Split string in a spark dataframe column by regular expressions capturing groups

python-3.x apache-spark pyspark apache-spark-sql

10,700

Solution 1

Here's how you can do this without using a udf:

df = df.withColumn(
    "numbers",
    f.split(f.regexp_replace("numbers", "([0-9]{3})(?!$)", r"$1,"), ",")
)

df.show(truncate=False)
#+---+------------------------------+
#|id |numbers                       |
#+---+------------------------------+
#|742|[000, 000, 000]               |
#|744|[000, 000]                    |
#|746|[003, 000, 000, 000, 000, 000]|
#+---+------------------------------+

First use pyspark.sql.functions.regexp_replace to replace sequences of 3 digits with the sequence followed by a comma. Then split the resulting string on a comma.

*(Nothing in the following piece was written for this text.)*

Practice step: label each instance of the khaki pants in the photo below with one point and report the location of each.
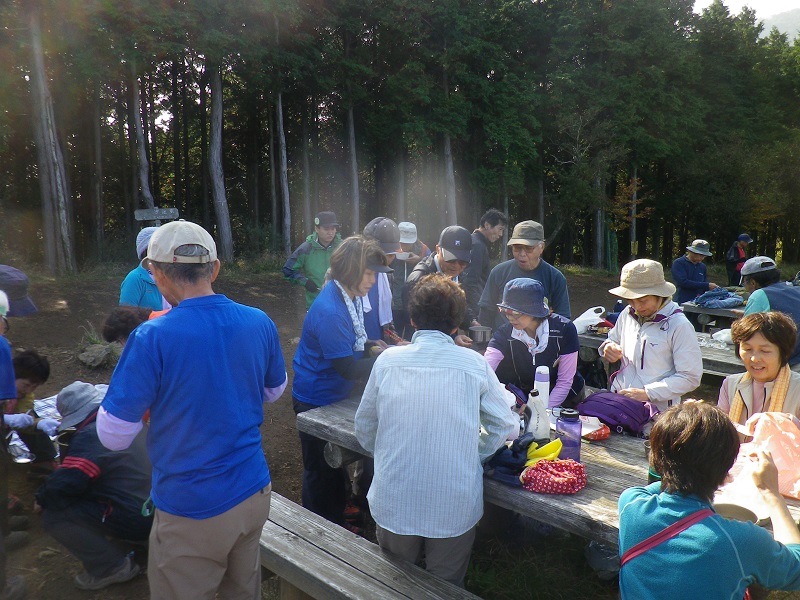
(194, 559)
(447, 558)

The replacement pattern "$1," means first capturing group, followed by a comma.

In the match pattern, we also include a negative lookahead for end of string, (?!$), to avoid adding a comma to the end of the string.

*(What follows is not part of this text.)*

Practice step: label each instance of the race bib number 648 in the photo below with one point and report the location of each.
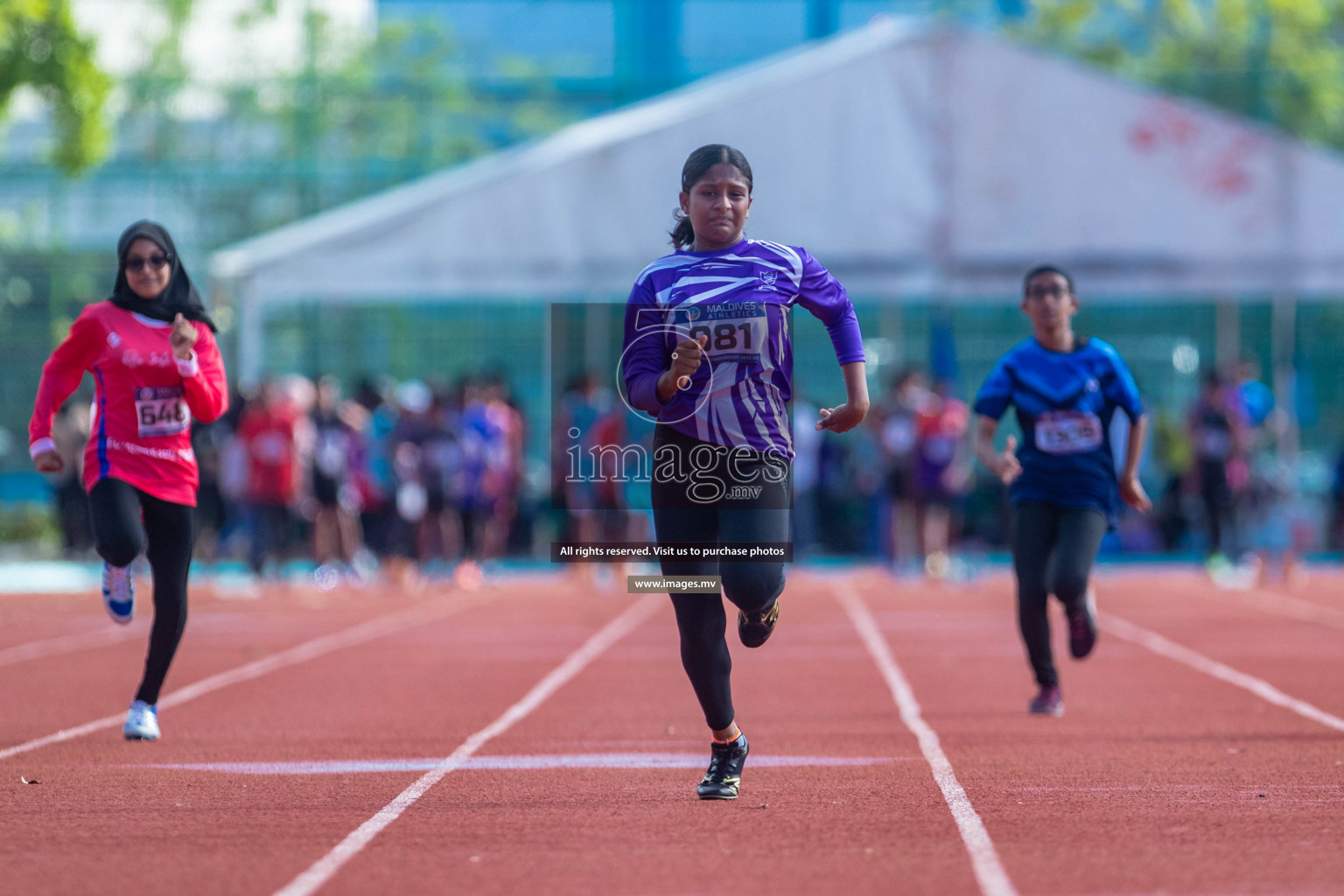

Reference: REGEXP_REPLACE capturing groups

Solution 2

split will remove the pattern the string is split on; You need to create a udf for this:

from pyspark.sql.functions import udf
from pyspark.sql.types import ArrayType, StringType
import re

# create a udf with re.findall
split_by_three = f.udf(lambda s: re.findall(r'\d{3}', s), ArrayType(StringType()))
df.withColumn('numbers', split_by_three('numbers')).show(3, False)

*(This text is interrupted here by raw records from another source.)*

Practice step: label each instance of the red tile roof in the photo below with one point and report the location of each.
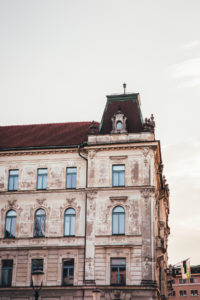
(44, 135)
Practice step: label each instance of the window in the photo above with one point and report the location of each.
(118, 271)
(71, 178)
(39, 228)
(193, 280)
(41, 179)
(70, 222)
(37, 264)
(13, 180)
(67, 271)
(6, 272)
(182, 281)
(118, 220)
(118, 175)
(183, 293)
(10, 227)
(194, 293)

#+---+------------------------------+
#|id |numbers                       |
#+---+------------------------------+
#|742|[000, 000, 000]               |
#|744|[000, 000]                    |
#|746|[003, 000, 000, 000, 000, 000]|
#+---+------------------------------+

df.withColumn('numbers', split_by_three('numbers')).printSchema()
#root
# |-- id: long (nullable = true)
# |-- numbers: array (nullable = true)
# |    |-- element: string (containsNull = true)

Solution 3

Both @pault and @Psidom ways are awesome! Here is another alternative;

>>> split_udf = F.udf(lambda x: ','.join([''.join(i) for i in zip(*[iter(x)]*3)]))
>>> df.withColumn('numbers', F.split(split_udf('numbers'),',')).show(truncate=False)
+---+------------------------------+
|id |numbers                       |
+---+------------------------------+
|742|[000, 000, 000]               |
|744|[000, 000]                    |
|746|[003, 000, 000, 000, 000, 000]|
+---+------------------------------+

10,700

Shadab Shariff

Updated on June 04, 2022

Comments

Shadab Shariff almost 2 years

Given the below data frame, i wanted to split the numbers column into an array of 3 characters per element of the original number in the array

Given data frame :

+---+------------------+
| id|           numbers|
+---+------------------+
|742|         000000000|
|744|            000000|
|746|003000000000000000|
+---+------------------+

Expected dataframe :

+---+----------------------------------+
| id|           numbers                |
+---+----------------------------------+
|742| [000, 000, 000]                  |
|744| [000, 000]                       |
|746| [003, 000, 000, 000, 000, 000]   |
+---+----------------------------------+

I tried different regular expressions while using the split function given below the with the regex that I felt should have worked on the very first try:

import pyspark.sql.functions as f

df = spark.createDataFrame(
    [
        [742, '000000000'], 
        [744, '000000'], 
        [746, '003000000000000000'], 
    ],
    ["id", "numbers"]
)

df = df.withColumn("numbers", f.split("numbers", "[0-9]{3}"))

df.show()

The result however is

+---+--------------+
| id|       numbers|
+---+--------------+
|742|      [, , , ]|
|744|        [, , ]|
|746|[, , , , , , ]|
+---+--------------+

I want to understand what I am doing wrong. Is there a possibility of setting the global flag for getting all the matches or have I missed something in the regular expression altogether?

pault over 5 years

Whenever I see You need to create a udf for this, I take it as a personal challenge.
Psidom over 5 years

This is pretty clever -
pault over 5 years

@Psidom one downside is that it assumes no other commas exist in the string.